In conclusion, three clusters 1-{Gd2}, 2-{Gd6}, and 3-{Gd8} based on Schiff ligand H2L were synthesized. Complex 1 contains two GdIII ions, and magnetic measurement indicates antiferromagnetic interactions between the metal core, which is also confirmed by PHI fitting. Complexes 2 and 3 are hexa-nuclearity with a biaugmented trigonal prism configuration and octa-nuclearity with a cubic trapezoid structure. Magnetic investigations indicate the antiferromagnetic interactions between GdIII ions are observed in complexes 2 and 3. Magnetocaloric studies for complexes 1–3 show that the magnetic entropies of complexes 1–3 are smaller than the theoretical values, which is mainly caused by antiferromagnetic coupling.

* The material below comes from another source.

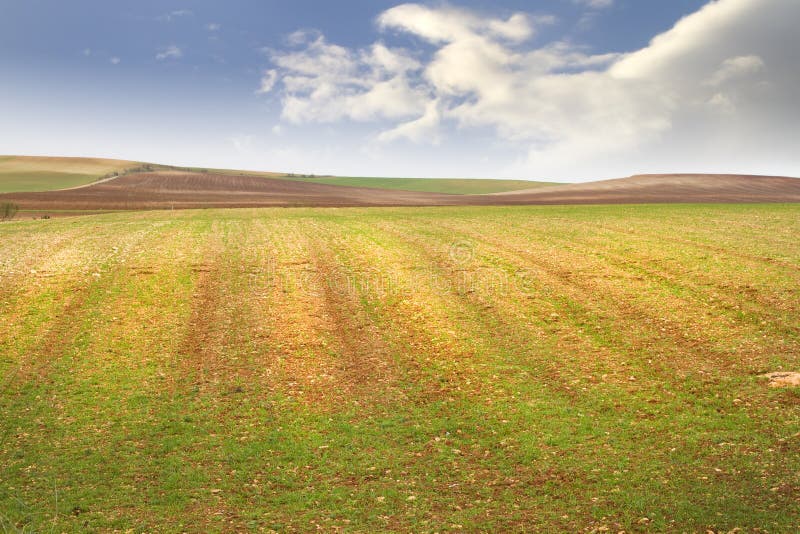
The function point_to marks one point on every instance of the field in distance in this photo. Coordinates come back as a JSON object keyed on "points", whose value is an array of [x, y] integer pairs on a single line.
{"points": [[550, 369], [457, 186], [35, 173]]}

Furthermore, complex 1 exhibits a large magnetic entropy of 25.05 J kg−1 K−1 at 2.0 K in di-nuclearity magnetic refrigerant materials, while complexes 2 and 3 belong to the normal range in hexa-nuclearity and octa-nuclearity complexes, respectively, demonstrating that they are promising molecular magnetic coolants for low-temperature cooling applications.